裁判所は、高次脳機能障害についての損害賠償実務上の基準を判示しました。
以下、判旨の概要を紹介いたします(同書P8~P9)。
厚生労働省基準は、「厚生労働省の福祉行政的な観点からの基準であるから、実際に生活上の支障が生じ、脳の器質的損傷がMRI等で確認できなくても、PET等で機能の異常が確認でき、そのような障害の発症する原因となりうる事故などが存在すれば広くこれを認めることができるとすることは、障害者福祉的な観点からは優れているともいえるので、C医師の判断もその意味では正当なものであると考えられる(むしろ、この場合は、自賠責のような基準は厳格に過ぎると評価し得るとも思われる。)。
しかし、単に患者を保護するだけでなく、加害者とされた者に損害賠償責任を負わせることとなる不法行為の認定の基準としては、これをそのままに採用することはできない。

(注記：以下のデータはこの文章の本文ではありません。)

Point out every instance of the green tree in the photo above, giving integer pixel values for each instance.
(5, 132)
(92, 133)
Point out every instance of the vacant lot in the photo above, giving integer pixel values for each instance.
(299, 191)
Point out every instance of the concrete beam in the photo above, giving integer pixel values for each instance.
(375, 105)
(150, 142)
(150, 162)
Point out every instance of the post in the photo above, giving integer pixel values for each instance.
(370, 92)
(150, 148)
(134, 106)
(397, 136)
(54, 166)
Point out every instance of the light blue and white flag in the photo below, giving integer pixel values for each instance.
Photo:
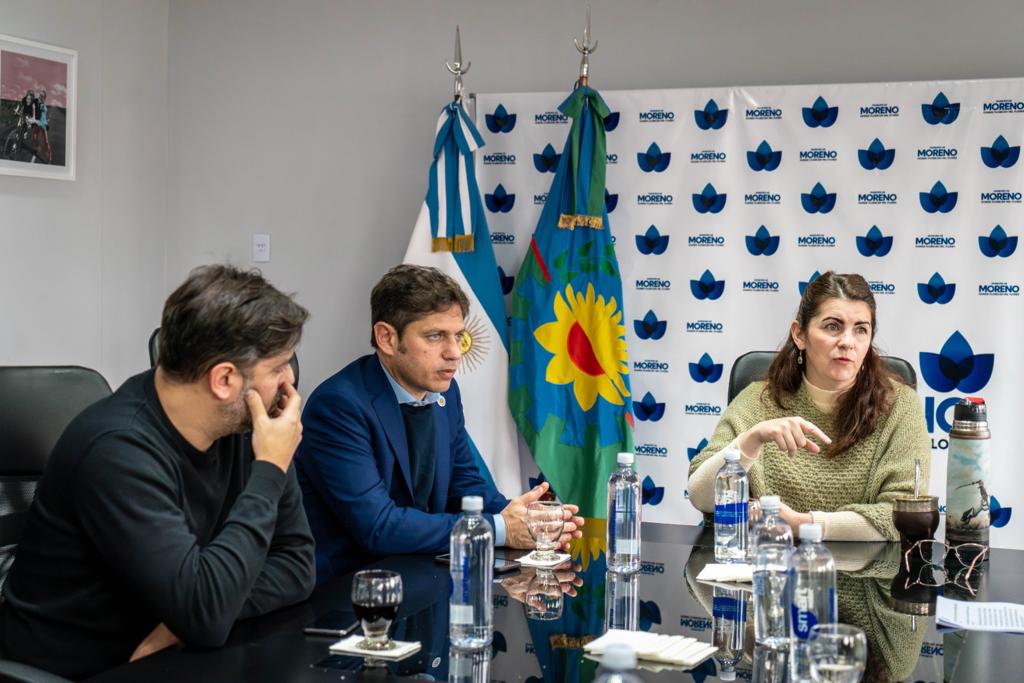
(452, 235)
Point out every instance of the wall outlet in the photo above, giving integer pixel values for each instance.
(261, 248)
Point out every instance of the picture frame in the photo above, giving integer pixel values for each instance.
(38, 109)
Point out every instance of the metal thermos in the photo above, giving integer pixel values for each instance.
(967, 473)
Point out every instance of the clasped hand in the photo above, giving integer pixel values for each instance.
(514, 514)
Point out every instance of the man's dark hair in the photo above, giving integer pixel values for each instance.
(221, 313)
(408, 293)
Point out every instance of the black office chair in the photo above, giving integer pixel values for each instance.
(753, 366)
(155, 353)
(38, 402)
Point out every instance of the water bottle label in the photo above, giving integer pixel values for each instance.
(624, 547)
(461, 614)
(803, 621)
(730, 513)
(731, 608)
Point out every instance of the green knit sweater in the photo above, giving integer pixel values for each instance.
(864, 478)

」
しかし、事故直後の原告は、「事故に遭ってしまったというショックと衝撃で、呆然としていました。そのまま運転席におりました」と供述しており、自ら救急車に乗り込んでいることからも、軽度でも意識消失が認められないこと、
診断医の「C医師は、一方で個々の症状は軽度であるとしながら、他方において原告の高次脳機能障害を「強いて言えば、援助があれば単純軽作業ができるレベル」とかなり仕事に大きな支障がある旨の評価をしており、原告の症状の評価に一貫性があるかも疑問である。」上、
「「脳損傷に伴う身体所見なしで患者の訴えのみがあるとする。その時に、PETで脳代謝の低下が出たときに、脳外傷が原因と判断していることは明らかな行き過ぎのように思われる」との医学文献もあり」、
「単に患者を保護するだけでなく、加害者とされた者に損害賠償責任を負わせることとなる不法行為の認定基準としては、これをそのまま採用することはできない」等から、
「ごく短時間の意識障害の発生についてもこれを認定し得ない原告については、本件事故による高次脳機能障害を認定することも困難であるといわざるを得ない」として、高次脳機能障害の発症、後遺障害を否認しました。
高次脳機能障害の認定基準については、最近は、MTBI等の議論もあるために、勉強しておく必要があります。